By Adrian | October 23, 2019
Warning - Dragons ahead
The following post is for educational purposes only. The Lazagne project is a Python based tool that will attempt to extract username and password details from various applications on your Windows, Linux and Mac systems. As such, it would be considered a hacking tool. Portions of this tool have been adapted for use in the Qealler Malware.
I decided that i’d run up a test Windows Virtual machine to run this against but can confirm that the tool works equally as well in Linux. The tool can be downloaded from Github - AlessandroZ/LaZagne. You will need to either disable your Anti-Virus or make an exception, because its going to get picked up as malware. The windows executable is compiled, so python is not required.
Extraction
As far as running the tool goes, drop to a command prompt and run lazange.exe to see the command line switches available.

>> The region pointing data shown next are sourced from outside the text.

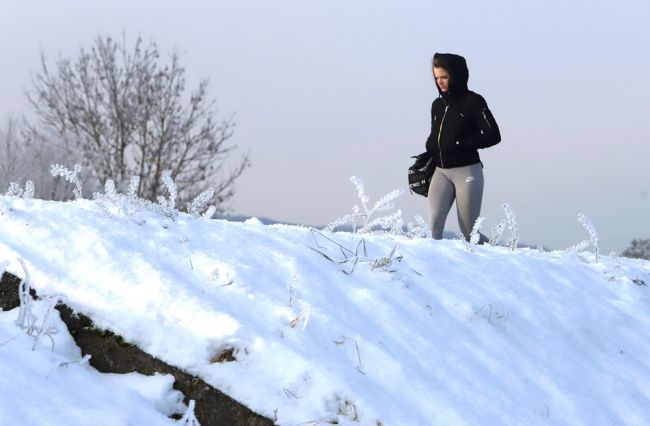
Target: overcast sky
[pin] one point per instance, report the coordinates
(323, 90)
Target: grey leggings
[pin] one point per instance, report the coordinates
(465, 184)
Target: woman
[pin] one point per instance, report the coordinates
(461, 123)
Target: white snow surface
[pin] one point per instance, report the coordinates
(437, 336)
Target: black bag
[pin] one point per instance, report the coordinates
(420, 173)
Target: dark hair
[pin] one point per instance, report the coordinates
(438, 62)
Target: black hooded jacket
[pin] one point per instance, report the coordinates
(461, 122)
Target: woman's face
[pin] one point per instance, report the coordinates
(442, 78)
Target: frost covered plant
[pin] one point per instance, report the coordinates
(418, 229)
(200, 201)
(15, 190)
(26, 318)
(360, 218)
(46, 329)
(475, 235)
(130, 204)
(497, 233)
(511, 225)
(615, 272)
(167, 206)
(385, 263)
(593, 237)
(189, 418)
(69, 176)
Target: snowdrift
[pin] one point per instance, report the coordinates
(329, 327)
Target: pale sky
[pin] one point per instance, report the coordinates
(323, 90)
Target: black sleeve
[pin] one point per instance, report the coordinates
(432, 137)
(488, 134)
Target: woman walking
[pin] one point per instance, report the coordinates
(461, 123)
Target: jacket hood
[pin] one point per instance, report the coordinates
(458, 72)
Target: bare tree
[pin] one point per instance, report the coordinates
(25, 157)
(638, 249)
(129, 115)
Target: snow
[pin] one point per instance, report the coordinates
(55, 386)
(434, 334)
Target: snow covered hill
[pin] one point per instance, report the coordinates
(414, 332)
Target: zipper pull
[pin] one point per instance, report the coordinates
(486, 120)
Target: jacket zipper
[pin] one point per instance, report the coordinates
(486, 120)
(442, 163)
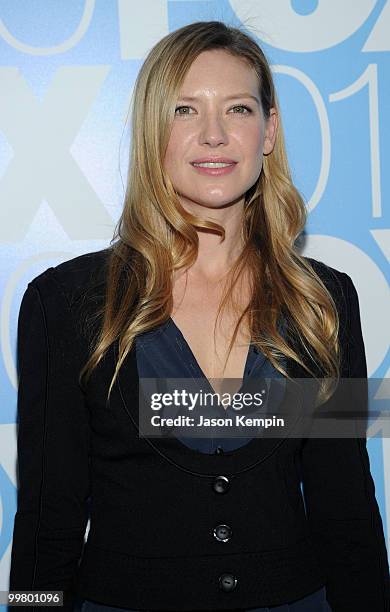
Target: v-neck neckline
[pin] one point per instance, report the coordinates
(196, 363)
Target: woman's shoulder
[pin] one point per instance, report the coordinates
(75, 276)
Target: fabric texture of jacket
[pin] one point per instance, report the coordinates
(153, 503)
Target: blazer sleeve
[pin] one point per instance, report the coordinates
(340, 501)
(52, 446)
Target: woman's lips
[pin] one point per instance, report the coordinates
(215, 171)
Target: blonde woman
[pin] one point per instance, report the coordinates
(203, 279)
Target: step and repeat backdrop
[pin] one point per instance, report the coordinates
(67, 71)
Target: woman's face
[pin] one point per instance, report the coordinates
(214, 126)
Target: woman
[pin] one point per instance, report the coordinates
(178, 522)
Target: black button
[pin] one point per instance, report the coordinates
(223, 533)
(221, 484)
(227, 582)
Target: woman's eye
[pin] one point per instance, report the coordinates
(178, 108)
(245, 107)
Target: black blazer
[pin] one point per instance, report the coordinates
(153, 503)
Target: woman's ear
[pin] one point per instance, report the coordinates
(271, 128)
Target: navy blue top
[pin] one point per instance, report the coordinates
(165, 353)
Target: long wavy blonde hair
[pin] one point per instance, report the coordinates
(155, 236)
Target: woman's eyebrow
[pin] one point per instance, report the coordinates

Basically just run lazange.exe -all -v and wait a second or 2.4 for results.
Tools like this can quickly become outdated as vendors change the way they store passwords with their applications, but I have to say that this tool easily extracted out a bunch of passwords, as you can see. Now, time to tear down a VM. And don’t bother trying the passwords you see, the WinSCP profile is bogus along with the mail.com signup in Firefox ;-) they were always invalid.
How much do you, or can trust that applications are able to store passwords in a secure manner now?